Closed Bug 848589 Opened 11 years ago Closed 8 years ago

Fair tryserver scheduling

Categories

(Release Engineering :: General, defect)

defect
Not set
normal

Tracking

(Not tracked)

RESOLVED WONTFIX

People

(Reporter: justin.lebar+bug, Unassigned)

Details

Tryserver turnaround times are approaching an unacceptable level.  This is hurting the ability of developers to write code and turn it around in a timely fashion.

We are quickly approaching an inflection point at which some jobs will never hit zero pending builds overnight; at this point, wait times for those jobs will increase dramatically.

I understand that there is work to increase our capacity, and I totally support this work.  But given past experience, I do not expect these capacity increases to materialize in the next few weeks and solve all our problems.  We need something now.

My suggestion is that we implement scheduling on tryserver to give users an incentive not to use too many resources on try.  I think we should use as a rough model the way operating systems schedule CPU time.  What follows is a proposal for how we could implement this.  I'm sorry it's so long.

For every job j (e.g. "linux 64 debug mochitest-1") let T(j) be the average runtime in days (*) of all green runs of j in the past week.  Let M(j, t) be the number of machines we own that are capable of running j and are idle at time t.

(*) Using the somewhat awkward unit of days for time will help a bit later on, but the units don't really matter.

Define j's "cost" at time t, C(j, t), as

  C(j, t) = T(j) / (M(j, t) + 1).

(Perhaps we should instead define M(j) to be the number of machines we have that are capable of running job j and ignore how many machines are idle at time t.  This would penalize people for running jobs when we're under minimal load, but would get rid of the fact that C(j, t) increases dramatically if you get "sniped" and someone snatches all of our available capacity for job j right before you push to try.)

Notice that if we have arbitrarily many machines which can run j (e.g., we can run j in the cloud), then M(j, t) = infinity and C(j, t) = 0.

Each user u has an associated debt D(u) which is an exponentially-weighted sum of the cost of all the jobs she has run.  I'll explain exactly how to compute D(u) later, but let's skip to the interesting bit, which is how to schedule jobs.
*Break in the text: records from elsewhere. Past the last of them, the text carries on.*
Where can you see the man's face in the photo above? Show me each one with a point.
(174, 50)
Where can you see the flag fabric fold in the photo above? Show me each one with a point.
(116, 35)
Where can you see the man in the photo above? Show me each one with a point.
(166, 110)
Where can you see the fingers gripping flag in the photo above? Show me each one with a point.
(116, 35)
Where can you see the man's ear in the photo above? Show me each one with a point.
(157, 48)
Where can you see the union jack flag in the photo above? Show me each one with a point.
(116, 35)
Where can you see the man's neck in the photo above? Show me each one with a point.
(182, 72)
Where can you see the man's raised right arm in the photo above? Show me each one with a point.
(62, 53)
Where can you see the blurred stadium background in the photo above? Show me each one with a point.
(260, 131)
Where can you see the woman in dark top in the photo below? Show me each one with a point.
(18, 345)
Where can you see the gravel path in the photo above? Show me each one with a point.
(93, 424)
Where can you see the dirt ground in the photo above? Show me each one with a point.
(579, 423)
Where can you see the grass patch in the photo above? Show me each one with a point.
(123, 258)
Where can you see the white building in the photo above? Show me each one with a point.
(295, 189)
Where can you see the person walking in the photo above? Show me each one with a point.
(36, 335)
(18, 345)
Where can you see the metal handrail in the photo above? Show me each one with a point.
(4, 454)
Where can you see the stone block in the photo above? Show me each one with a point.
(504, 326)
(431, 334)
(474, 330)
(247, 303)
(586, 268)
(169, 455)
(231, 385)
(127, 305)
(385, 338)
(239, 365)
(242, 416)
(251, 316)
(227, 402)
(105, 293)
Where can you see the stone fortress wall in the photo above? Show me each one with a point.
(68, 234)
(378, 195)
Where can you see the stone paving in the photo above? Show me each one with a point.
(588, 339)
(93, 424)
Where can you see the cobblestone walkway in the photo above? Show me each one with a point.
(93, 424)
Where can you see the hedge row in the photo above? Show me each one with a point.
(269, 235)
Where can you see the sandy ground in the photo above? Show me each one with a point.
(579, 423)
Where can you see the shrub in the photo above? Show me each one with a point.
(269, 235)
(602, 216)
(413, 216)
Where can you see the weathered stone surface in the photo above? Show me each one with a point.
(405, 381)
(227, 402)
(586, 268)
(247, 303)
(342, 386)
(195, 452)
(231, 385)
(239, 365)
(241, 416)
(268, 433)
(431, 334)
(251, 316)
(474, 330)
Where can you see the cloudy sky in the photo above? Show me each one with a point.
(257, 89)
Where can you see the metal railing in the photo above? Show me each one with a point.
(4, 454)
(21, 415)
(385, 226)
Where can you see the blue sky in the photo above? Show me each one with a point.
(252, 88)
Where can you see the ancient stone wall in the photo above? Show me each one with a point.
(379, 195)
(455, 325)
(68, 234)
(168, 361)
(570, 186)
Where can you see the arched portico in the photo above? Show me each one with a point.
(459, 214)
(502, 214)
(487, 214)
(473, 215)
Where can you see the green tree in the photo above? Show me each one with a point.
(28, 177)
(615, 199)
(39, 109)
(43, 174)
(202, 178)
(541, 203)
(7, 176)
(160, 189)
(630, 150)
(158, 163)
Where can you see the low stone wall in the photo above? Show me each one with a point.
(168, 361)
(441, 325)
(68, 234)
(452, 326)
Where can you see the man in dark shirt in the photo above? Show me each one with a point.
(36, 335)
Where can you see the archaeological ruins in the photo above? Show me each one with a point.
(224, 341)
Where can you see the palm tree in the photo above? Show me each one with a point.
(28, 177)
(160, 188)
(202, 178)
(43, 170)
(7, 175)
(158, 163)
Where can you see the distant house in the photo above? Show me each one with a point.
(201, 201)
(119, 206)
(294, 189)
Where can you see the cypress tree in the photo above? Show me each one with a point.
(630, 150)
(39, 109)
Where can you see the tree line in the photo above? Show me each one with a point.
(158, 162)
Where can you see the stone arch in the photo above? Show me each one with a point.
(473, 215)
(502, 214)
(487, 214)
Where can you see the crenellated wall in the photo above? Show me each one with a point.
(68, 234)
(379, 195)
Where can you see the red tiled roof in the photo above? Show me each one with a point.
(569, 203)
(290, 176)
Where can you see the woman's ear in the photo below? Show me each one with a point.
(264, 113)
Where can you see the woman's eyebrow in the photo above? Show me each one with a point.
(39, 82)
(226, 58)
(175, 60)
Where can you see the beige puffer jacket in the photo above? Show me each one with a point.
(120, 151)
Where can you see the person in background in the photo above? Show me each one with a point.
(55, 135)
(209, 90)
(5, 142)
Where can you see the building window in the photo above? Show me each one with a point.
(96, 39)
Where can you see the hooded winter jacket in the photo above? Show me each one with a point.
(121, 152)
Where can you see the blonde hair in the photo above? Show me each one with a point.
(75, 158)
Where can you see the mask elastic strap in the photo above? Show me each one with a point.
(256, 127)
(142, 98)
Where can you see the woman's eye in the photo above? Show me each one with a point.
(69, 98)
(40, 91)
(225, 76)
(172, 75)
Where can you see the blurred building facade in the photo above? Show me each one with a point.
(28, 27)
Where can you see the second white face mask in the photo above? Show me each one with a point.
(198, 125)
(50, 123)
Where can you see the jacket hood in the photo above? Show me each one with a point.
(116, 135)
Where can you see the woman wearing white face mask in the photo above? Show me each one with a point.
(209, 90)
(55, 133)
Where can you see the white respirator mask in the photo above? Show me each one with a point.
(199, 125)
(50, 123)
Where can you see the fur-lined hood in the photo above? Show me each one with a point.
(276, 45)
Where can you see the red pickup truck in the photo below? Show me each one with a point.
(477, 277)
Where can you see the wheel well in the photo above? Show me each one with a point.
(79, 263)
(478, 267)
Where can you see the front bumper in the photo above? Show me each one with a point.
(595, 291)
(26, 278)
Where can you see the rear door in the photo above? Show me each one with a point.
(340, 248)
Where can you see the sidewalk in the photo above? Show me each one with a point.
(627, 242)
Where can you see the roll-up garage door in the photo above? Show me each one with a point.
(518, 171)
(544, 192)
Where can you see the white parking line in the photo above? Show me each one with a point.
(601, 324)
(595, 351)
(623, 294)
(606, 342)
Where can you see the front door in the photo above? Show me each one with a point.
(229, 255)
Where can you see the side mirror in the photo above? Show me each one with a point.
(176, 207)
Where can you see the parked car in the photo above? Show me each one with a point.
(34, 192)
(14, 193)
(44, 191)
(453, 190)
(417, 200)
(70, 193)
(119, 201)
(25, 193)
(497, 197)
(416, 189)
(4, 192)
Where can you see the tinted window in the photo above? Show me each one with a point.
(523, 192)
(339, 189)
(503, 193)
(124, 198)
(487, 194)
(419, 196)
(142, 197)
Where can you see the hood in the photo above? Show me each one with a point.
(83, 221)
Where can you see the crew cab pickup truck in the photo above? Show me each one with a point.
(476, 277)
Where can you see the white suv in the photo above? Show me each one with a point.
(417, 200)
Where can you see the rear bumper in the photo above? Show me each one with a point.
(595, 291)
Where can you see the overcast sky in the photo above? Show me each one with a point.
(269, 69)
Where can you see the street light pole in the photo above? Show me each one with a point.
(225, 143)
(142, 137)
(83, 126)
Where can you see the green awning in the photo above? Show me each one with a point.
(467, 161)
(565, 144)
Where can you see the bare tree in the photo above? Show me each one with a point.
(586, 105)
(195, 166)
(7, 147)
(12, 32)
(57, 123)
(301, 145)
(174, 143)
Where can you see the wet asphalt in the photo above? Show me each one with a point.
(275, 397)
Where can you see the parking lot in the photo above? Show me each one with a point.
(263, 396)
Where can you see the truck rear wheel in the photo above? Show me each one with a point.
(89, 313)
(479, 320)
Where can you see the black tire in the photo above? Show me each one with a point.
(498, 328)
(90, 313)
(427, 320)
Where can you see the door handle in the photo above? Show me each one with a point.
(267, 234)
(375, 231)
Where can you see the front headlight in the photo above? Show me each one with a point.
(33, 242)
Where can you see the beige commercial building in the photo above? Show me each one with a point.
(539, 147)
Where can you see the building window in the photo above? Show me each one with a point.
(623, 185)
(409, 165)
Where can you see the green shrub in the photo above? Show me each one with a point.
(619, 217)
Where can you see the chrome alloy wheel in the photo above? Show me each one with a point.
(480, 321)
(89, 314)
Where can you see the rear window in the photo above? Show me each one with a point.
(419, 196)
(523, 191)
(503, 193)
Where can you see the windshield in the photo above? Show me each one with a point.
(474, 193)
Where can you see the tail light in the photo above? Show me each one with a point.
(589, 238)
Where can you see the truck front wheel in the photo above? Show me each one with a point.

Each time a job comes in that can't be satisfied using an idle machine, tryserver adds the job to a priority queue Q of pending jobs.  Each time a new machine becomes available, tryserver scans the queue and runs the first job in the queue that this machine is capable of running.  It then recomputes all the priorities in the queue (in practice, this just means recomputing the priorities of the jobs associated with the user whose job was just scheduled) and waits for the next machine to become available.

The priority queue Q is ordered in increasing order of P(j, u, t), which is computed as

  P(j, u) = D(u) + C(j, time_now())

Note that because this job is currently pending, M(j, time_now()) == 0, so in this case P(j, u) simplifies to

  P(j, u) = D(u) + T(j)  (if j is pending).

The only question remaining is, how do we compute D(u)?

Essentially if a user ran a job with cost 2 on day 1.1 and a job with cost 3 on day 1.2, we want

  D(u) = log(2 * exp(1.1y) + 3 * exp(1.2y))    (1)

for magic constant y.  Essentially instead of exponential decline in old debts over time, we have exponential growth of new debts over time (in the log scale).  These two are equivalent, except using exponential growth means that we don't have to constantly go through all the D(u)'s and make them smaller.

Anyway, given a user's current debt D(u), suppose we want to add on a job of cost 4 on day 1.3.  We can compute the new debt, D'(u), as:

  D'(u) = log(exp(D(u) - log(4) - 1.3y) + 1) + log(4) + 1.3y.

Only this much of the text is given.